On pénètre instantanément dans ces images majestueuses et sensuelles, parcourant ces paysages sublimes ou allant à la rencontre des femmes et des enfants qui les rêvent plus qu'ils ne les habitent. Le regard glisse sur les parois de ces grottes, elles aussi des mondes à part entière, vibrant de couleurs irréelles et abritant des mystères insondables. A travers cet ensemble éludant sans cesse toute conclusion ou résolution, Esther Teichmann élabore une méditation sur le désir et ses métamorphoses incessantes. Comme par contamination, la force symbolique de Fractal Scars, Salt Water and Tears suscite le désir de celui qui regarde et l'amène à se questionner sur son désir.

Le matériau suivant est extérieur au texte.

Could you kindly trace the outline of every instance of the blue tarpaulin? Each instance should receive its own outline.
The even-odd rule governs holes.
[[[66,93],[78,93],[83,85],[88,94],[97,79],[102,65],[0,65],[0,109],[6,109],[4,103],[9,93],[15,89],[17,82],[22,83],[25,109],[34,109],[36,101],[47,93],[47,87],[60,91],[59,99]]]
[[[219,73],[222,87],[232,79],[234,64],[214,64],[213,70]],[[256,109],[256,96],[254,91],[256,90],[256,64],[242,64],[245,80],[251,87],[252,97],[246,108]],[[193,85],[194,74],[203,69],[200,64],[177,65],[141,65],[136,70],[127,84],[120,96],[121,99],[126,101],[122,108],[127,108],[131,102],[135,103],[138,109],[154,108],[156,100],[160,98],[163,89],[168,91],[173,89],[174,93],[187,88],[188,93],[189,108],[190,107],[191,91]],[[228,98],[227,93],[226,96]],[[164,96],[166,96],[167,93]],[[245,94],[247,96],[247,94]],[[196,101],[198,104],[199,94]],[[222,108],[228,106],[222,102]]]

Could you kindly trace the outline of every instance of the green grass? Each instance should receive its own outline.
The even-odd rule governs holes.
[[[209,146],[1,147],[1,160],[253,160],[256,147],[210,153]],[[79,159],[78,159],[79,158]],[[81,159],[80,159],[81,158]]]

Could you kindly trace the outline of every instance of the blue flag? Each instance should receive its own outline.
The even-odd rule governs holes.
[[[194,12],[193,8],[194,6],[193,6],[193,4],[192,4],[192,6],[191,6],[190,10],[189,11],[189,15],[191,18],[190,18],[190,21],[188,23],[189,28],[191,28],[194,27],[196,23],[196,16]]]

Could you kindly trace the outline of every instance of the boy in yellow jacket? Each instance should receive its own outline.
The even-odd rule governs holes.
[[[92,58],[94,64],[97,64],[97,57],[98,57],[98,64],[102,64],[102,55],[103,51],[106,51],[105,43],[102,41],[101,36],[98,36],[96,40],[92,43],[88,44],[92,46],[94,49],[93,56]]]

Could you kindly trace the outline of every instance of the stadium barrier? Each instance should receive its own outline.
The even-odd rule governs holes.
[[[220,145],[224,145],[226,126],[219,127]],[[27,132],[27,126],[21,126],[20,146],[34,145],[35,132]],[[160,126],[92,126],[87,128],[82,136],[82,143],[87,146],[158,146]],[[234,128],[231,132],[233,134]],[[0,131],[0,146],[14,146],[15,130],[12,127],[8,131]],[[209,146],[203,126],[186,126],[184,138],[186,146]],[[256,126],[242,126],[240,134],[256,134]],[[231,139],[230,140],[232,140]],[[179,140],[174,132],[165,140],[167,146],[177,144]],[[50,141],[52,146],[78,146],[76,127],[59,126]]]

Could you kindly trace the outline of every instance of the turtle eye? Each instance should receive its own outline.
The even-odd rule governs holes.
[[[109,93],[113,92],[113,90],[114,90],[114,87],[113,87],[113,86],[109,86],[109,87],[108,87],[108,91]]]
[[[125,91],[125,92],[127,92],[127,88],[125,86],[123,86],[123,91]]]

Esther Teichmann est née en 1980. De nationalité allemande et américaine, elle est obtient en 2011 son PhD de photographie au Royal College of Arts à Londres, ou elle enseigne depuis 2013. Fractal Scars, Salt Water and Tears a fait l'objet d'une publication par l'artiste en 2014 (selfpublishehappy, Londres)


Mention Spéciale : Sylvain Couzinet-Jacques

C'est d'abord la peinture qui attiré Sylvain Couzinet-Jacques, au sortir d'une adolescence marquée par l'esprit punk et la soif de liberté. Après une étape dans un grand atelier en Bourgogne, suivie d'une fringale de voyages, c'est à l'école des Beaux-Arts de Marseille qu'il se tourne vers la photographie.

Par leur format conséquent et leurs couleurs sophistiquées, ses photographies évoquent subtilement la main d'un peintre. Ses pièces arborent le plus souvent une grande exigence formelle qui n'est pas exempte de séduction, tandis que son propos porte sur des aspects sombres mais essentiels du monde contemporain comme la surveillance généralisée et l'emprise des marchés sur les individus et les Etats. Ainsi, la série "Standard and Poors", initiée en 2010 constitue une exploration des conséquences de la crise financière espagnole, envisagée principalement sous l'aspect d'un marché immobilier effondré et d'une culture des loisirs de masse à l'américaine dont la greffe n'a pas pris.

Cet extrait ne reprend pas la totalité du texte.